Monday, November 23, 2015

Efficiency of hydroelectric turbines and HPP-Design

Many hydroelectric plants are evaluated according to the turbine’s performance, and many tenders are won (or lost…) for a 0,1% of efficiency. But how important is the efficiency in a hydroelectric power plant?
Talking about large size hydroelectric plants, performance is a crucial aspect, or possibly the only one. An efficiency increase of just 0,1% in a 100MW turbine causes an increase in the annual production at about 500 MWh / year, with a revenue increase of approximately $ 25,000 / year and $ 500,000 over 20 years of operation. For this reason, in large-scale hydropower plants advanced design solutions of the turbine are preferred, in order to achieve the maximum efficiency.
On the other side, for small hydropower plants, the achievement of the maximum efficiency is no longer aimed, since an efficiency increase does not always justify the increased costs of design and production of the turbine. With an efficiency increase of 0.1% in a 100 kW turbine, the power plant production increases at about 5000 kWh / year, with a revenue increase of about $ 25 / year and $ 500 over 20 years of operation. It is hence obvious that the economic sustainability of the most complex design and construction solutions for turbines is not justified by the achieved revenues.

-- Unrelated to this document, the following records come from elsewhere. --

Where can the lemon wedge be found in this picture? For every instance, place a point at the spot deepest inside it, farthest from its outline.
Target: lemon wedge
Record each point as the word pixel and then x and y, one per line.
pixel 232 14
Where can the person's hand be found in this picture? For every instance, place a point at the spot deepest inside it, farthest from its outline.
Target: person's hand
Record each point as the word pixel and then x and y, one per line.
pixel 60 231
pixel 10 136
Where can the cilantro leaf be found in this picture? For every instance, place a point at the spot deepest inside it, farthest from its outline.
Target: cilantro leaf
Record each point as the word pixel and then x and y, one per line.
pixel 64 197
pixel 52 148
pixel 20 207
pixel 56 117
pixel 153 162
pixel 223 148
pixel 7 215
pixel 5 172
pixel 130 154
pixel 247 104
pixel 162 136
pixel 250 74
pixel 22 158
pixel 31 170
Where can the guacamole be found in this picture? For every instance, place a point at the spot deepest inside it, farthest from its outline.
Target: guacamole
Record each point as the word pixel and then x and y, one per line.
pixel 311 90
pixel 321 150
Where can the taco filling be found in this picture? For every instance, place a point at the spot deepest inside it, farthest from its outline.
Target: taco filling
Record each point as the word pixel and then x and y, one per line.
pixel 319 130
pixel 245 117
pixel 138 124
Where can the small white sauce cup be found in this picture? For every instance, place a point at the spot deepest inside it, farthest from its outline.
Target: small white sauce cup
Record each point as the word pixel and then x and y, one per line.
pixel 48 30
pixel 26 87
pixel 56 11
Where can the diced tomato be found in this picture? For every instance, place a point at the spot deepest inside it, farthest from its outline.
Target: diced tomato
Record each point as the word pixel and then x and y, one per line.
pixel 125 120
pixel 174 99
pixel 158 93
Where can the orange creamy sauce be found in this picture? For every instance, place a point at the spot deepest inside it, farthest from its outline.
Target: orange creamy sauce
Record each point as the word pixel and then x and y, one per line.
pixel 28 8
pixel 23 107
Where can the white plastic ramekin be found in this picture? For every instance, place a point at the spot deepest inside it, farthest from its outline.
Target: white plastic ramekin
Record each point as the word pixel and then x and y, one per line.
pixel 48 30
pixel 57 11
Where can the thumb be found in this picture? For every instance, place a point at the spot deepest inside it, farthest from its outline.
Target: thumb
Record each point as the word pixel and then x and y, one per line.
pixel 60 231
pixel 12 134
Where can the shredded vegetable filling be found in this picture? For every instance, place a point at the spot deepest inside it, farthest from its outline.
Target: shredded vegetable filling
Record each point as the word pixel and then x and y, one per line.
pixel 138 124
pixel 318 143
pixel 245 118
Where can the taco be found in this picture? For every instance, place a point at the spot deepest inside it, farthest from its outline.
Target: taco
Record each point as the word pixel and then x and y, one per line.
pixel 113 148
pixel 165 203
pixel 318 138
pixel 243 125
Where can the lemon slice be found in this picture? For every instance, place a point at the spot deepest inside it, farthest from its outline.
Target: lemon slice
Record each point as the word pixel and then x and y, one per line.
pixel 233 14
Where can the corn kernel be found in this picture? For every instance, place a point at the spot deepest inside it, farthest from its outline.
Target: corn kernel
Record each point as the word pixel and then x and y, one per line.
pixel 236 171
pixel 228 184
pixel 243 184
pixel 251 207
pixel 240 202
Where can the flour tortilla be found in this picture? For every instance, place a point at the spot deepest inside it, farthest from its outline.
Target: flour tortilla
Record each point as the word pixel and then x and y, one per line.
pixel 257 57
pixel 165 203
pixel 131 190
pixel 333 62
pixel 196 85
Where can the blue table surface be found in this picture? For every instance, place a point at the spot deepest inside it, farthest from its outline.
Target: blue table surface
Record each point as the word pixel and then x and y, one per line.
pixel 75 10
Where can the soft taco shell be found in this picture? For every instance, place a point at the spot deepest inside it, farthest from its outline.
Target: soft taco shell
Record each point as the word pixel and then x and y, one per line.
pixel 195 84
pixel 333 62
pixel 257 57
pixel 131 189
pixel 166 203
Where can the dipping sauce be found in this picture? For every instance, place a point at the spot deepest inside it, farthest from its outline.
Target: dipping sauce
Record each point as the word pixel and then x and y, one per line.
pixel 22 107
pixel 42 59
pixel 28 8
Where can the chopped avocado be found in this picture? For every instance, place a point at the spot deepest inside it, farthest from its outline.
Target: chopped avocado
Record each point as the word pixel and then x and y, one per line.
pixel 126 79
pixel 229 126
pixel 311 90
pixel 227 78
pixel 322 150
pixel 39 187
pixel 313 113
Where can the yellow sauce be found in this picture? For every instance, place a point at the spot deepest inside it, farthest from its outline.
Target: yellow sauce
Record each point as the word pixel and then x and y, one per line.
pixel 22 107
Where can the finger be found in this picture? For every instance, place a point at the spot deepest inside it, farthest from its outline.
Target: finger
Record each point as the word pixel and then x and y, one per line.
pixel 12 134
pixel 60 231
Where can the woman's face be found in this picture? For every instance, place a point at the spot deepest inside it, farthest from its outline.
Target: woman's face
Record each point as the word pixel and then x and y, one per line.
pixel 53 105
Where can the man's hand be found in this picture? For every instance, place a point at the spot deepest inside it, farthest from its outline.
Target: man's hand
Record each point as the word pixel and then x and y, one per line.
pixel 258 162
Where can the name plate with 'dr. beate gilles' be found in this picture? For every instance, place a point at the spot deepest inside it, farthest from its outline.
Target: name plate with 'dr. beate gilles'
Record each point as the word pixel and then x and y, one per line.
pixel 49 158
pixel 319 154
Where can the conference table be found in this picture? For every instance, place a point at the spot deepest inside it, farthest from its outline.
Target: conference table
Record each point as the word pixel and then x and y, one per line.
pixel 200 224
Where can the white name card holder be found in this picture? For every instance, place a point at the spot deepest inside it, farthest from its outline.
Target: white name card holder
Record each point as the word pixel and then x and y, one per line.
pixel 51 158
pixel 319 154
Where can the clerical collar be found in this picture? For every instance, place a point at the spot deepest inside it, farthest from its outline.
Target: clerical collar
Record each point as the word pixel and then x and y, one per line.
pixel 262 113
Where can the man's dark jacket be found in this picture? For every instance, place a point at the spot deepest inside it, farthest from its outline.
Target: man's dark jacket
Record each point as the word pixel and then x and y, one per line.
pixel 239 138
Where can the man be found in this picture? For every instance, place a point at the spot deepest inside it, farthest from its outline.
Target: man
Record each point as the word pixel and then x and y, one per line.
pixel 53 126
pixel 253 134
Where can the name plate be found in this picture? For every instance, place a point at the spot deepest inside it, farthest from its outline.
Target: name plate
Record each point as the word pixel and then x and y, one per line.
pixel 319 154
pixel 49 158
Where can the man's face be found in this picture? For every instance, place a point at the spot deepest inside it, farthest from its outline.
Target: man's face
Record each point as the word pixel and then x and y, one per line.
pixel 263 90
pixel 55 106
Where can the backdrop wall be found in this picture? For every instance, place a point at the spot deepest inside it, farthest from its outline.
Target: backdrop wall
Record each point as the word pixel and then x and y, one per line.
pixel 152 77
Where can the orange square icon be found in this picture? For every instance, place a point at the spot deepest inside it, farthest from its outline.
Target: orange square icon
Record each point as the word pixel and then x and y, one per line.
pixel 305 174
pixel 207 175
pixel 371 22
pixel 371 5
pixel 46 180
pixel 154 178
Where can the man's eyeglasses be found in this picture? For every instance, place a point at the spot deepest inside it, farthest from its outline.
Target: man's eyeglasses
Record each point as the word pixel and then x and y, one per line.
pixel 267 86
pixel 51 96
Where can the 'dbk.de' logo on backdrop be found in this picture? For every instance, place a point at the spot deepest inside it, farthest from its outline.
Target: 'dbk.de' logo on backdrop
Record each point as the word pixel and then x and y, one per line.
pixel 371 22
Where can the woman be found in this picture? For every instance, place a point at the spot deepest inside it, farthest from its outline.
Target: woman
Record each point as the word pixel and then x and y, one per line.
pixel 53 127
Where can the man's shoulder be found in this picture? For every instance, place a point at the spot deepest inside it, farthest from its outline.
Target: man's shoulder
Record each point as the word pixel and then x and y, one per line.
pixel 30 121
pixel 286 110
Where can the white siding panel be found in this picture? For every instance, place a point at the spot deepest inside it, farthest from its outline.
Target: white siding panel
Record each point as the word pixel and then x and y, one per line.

Moreover, another extremely important aspect must be taken into account. Even disregarding the economic aspect (which is not at all negligible) and adopting advanced design and construction solutions, efficiency values ​​comparable with those of large-scale hydropower plants cannot be achieved anyway. The reason is related to internal machine losses and to the so-called “scaling factor". Without going into details about fluid mechanics and turbo-machinery design, it is possible to explain this concept in a simplified way.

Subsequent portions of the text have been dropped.